String str1="a";
String str2="b";
String str3="c";
String str4="abc";
System.out.println(str1.getBytes("UTF-16").length);//4
System.out.println(str2.getBytes("UTF-16").length);//4
System.out.println(str3.getBytes("UTF-16").length);//4
System.out.println(str4.getBytes("UTF-16").length);//8
System.out.println(str1.getBytes("UTF-8").length);//1
System.out.println(str2.getBytes("UTF-8").length);//1
System.out.println(str3.getBytes("UTF-8").length);//1
System.out.println(str4.getBytes("UTF-8").length);//3
System.out.println(str1.getBytes("UTF-32").length);//4
System.out.println(str2.getBytes("UTF-32").length);//4
System.out.println(str3.getBytes("UTF-32").length);//4
System.out.println(str4.getBytes("UTF-32").length);//12
Unicde编码中不明白的,像UTF-8/UTF-32中str4编码后字节数都是str1+str2+str3,但UTF-16则不然,UTF-16到底是如何编码的呢?求赐教。

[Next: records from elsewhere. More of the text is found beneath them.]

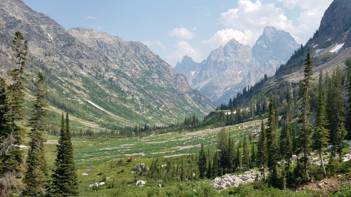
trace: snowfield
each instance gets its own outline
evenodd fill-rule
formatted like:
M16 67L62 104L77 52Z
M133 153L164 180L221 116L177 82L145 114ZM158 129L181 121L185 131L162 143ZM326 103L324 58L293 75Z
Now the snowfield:
M342 44L340 44L340 45L336 46L335 47L333 48L333 49L330 50L330 52L331 53L338 53L339 50L340 50L340 49L343 47L343 46L344 46L344 44L345 44L344 43L343 43Z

UTF-16 is a variable-length encoding format with a minimum of two bytes. Because it is two bytes, Big Endian and Small Endian are involved. In your example above, because endianess is not specified, a two-byte BOM is added. Plus the two bytes of the original character (ASCII) encoding, so it's 4 bytes. If you use utf-16-le or utf-16-be, it will be two bytes. Please check yourself for specific Java representation.
After UTF-16 decoding
There is feff at the beginning, which is used to indicate that the string is big-endian (the high-order byte is placed in the front). The reason for this mark is that there are two modes: big-endian and little-endian (the high-order byte is placed at the back) in the system. 0x01 0x02 is read as 0x0102 in big endian, and the same value is read as 0x0201 in little endian, which is different, so it needs to be marked in feff.